The contract‑review capability stands out because it translates dense legal language into concrete risks and suggested counter‑terms. The analysis is both immediately actionable and easy to share with a vendor or service provider inside the same chat thread. The author, who has reviewed many agreements with attorneys, reports that the clarity and structure of Claude’s output compared favorably with far more expensive professional evaluations. At the same time, standard caveats remain in force: generative systems can err or hallucinate, so the results still require human scrutiny, and the tool should be treated as an aid rather than a substitute for legal counsel.

Industry response

Anthropic frames the release around raising the baseline for AI accessibility in the small‑business segment, which accounts for a substantial share of the US economy and private‑sector employment. In practice, the new library lands as a mixed bag of early building blocks: some skills are tightly aligned with mainstream finance and marketing tasks, while others will need customization or deeper connectors to feel indispensable.

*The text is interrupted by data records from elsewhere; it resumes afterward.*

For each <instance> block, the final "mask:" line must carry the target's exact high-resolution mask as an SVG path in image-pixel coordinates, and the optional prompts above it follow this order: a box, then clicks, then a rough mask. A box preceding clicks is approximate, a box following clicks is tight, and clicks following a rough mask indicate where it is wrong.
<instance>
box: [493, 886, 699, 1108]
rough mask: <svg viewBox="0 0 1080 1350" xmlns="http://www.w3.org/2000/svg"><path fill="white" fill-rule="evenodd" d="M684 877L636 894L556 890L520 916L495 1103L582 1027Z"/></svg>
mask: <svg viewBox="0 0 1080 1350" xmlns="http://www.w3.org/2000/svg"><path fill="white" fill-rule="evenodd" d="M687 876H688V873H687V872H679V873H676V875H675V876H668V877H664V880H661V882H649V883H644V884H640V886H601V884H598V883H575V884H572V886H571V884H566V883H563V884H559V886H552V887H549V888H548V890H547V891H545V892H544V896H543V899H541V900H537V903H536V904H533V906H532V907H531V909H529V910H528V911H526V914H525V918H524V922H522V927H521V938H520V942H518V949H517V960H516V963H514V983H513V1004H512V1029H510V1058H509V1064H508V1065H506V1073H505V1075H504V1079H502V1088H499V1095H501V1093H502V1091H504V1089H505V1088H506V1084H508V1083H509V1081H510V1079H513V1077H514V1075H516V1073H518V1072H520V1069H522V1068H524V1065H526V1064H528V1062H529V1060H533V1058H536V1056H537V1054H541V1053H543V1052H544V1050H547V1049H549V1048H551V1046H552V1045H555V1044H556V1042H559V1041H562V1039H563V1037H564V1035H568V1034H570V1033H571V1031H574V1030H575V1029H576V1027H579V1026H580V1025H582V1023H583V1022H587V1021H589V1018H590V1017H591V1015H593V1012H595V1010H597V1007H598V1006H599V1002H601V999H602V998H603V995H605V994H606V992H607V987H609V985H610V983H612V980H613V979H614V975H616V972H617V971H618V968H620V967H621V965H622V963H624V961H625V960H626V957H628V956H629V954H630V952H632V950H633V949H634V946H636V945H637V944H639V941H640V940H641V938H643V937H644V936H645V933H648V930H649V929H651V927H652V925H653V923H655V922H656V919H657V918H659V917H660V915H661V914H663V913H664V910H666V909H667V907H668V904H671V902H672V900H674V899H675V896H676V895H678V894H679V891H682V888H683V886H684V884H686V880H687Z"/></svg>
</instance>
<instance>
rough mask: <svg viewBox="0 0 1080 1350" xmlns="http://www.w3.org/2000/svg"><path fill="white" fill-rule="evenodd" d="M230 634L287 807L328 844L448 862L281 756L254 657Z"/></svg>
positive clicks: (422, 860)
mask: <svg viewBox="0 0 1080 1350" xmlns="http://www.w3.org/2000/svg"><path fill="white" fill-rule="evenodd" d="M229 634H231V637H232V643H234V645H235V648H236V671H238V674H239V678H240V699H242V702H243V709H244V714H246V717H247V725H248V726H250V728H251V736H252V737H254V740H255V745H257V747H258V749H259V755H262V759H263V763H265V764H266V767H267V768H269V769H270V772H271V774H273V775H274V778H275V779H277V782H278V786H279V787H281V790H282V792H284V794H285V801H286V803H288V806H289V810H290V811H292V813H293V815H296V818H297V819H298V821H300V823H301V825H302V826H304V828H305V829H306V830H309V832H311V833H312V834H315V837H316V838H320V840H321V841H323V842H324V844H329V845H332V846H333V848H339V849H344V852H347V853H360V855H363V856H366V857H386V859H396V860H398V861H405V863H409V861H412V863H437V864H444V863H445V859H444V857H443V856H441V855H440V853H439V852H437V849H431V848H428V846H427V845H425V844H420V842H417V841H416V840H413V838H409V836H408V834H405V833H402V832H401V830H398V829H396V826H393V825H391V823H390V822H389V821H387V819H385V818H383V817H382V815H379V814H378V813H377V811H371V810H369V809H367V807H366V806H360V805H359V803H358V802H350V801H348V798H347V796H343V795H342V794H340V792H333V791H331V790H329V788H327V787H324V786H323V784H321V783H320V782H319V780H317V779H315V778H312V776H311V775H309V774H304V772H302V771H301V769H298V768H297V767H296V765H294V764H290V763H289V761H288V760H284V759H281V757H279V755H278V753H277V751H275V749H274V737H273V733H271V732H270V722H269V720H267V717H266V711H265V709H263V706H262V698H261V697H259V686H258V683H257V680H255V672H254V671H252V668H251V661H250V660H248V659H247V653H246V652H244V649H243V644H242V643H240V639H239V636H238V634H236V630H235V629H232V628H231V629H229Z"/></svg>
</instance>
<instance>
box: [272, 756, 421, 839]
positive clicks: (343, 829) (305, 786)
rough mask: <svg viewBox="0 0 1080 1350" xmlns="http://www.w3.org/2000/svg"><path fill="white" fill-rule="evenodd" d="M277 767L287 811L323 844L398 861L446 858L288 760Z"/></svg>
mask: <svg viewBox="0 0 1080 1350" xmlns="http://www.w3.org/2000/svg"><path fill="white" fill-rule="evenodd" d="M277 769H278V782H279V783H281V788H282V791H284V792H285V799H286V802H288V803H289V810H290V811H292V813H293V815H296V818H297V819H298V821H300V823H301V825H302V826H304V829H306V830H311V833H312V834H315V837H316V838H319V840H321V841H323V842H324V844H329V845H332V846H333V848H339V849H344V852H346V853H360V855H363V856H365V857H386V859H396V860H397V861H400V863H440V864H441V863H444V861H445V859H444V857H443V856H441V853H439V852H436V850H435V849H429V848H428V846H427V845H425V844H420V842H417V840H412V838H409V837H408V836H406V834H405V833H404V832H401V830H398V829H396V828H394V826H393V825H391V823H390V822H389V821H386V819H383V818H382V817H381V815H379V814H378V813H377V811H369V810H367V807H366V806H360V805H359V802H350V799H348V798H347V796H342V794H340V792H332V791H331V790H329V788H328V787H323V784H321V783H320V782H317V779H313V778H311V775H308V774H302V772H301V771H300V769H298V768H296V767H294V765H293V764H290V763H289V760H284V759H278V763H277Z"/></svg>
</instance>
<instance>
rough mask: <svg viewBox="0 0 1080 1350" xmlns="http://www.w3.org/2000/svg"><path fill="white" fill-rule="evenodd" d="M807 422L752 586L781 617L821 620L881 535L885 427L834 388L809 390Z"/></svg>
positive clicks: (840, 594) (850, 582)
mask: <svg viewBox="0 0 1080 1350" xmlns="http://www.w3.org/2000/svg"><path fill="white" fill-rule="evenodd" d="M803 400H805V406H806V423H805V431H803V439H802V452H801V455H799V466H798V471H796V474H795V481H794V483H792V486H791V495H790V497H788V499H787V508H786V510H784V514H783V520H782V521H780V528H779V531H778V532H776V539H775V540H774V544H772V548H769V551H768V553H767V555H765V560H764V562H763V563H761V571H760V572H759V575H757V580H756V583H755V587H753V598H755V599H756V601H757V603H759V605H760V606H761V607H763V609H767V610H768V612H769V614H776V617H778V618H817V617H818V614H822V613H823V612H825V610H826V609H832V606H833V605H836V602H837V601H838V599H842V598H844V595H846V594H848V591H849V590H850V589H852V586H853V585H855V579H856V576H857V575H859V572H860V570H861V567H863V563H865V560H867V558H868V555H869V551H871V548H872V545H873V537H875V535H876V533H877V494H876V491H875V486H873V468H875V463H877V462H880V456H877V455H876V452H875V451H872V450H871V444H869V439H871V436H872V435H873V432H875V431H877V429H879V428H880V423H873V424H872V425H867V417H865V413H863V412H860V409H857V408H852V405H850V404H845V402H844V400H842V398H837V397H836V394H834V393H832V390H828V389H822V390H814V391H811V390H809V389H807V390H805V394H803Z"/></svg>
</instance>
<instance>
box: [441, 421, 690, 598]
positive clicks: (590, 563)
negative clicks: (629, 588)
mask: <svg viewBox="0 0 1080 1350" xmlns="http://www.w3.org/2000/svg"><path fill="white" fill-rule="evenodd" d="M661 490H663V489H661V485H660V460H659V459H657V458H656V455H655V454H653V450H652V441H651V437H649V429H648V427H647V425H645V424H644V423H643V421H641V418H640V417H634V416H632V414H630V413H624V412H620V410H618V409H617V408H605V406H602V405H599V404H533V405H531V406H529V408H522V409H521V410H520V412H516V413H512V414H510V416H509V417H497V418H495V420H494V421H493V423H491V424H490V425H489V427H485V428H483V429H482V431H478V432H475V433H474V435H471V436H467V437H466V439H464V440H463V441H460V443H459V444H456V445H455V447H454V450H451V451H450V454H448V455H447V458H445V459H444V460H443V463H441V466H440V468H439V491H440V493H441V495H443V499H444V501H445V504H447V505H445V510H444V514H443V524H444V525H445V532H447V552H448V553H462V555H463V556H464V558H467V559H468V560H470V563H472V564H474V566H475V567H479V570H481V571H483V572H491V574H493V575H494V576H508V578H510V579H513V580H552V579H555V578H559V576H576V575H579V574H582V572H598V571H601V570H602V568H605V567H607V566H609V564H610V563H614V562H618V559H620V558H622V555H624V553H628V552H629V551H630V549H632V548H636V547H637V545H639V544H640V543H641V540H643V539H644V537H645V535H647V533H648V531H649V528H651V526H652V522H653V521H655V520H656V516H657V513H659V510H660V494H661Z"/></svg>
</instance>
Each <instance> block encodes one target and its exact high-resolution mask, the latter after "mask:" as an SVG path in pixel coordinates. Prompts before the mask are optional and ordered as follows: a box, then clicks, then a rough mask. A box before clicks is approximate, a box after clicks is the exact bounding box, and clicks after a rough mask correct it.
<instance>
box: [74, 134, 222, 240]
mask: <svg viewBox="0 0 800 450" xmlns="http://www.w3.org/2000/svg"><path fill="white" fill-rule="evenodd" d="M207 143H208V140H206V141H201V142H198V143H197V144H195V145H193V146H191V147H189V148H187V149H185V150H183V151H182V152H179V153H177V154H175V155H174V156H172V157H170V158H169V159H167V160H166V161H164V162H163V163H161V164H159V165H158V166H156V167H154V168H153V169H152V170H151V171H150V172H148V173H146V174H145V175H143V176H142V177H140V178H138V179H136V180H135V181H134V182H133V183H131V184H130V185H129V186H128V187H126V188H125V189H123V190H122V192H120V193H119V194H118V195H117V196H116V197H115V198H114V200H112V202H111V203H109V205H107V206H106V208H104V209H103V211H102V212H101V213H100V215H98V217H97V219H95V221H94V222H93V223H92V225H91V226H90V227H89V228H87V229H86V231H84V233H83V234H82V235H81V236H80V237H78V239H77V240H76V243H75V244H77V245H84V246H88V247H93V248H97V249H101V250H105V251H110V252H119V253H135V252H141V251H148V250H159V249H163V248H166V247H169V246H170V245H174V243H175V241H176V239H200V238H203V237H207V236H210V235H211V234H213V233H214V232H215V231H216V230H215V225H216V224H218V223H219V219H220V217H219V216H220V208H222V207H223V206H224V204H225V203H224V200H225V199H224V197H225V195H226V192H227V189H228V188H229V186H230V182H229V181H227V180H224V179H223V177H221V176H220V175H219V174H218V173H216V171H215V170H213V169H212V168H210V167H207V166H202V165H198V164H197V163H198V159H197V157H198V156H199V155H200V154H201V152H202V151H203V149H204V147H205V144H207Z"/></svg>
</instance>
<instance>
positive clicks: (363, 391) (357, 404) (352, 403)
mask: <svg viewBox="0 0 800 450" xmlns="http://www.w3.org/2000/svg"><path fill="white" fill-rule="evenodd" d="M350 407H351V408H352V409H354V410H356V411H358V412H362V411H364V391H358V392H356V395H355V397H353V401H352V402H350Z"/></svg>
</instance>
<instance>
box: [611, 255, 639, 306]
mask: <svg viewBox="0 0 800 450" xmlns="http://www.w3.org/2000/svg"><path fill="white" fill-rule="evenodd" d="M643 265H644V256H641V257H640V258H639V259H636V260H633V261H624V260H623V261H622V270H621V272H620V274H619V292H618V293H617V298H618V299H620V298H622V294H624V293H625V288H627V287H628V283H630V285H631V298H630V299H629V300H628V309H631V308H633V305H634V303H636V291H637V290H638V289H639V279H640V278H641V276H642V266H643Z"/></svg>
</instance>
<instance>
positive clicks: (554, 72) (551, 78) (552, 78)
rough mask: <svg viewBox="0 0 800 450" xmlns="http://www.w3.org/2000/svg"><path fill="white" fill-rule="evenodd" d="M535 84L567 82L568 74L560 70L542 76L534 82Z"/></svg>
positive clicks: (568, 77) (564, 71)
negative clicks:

That said, the /review-contract workflow is a clear signal of where small‑business assistants can have an outsized effect: extracting risk, clarifying obligations, and prompting informed negotiations, all within minutes and at the price of a Claude Pro subscription. For many owners, that combination—repeatable analysis, transparent outputs, and integrations across accounting and payments tools—may be enough to justify a trial, provided they are comfortable with the data‑access model and keep firm guardrails in place.

The bottom line: Claude for Small Business packages a broad set of operational skills, but it is the contract‑reviewer that most directly turns AI into a practical, back‑office control—one that small firms can apply on demand, alongside finance and marketing checkups, to reduce friction and surface issues before they become costly.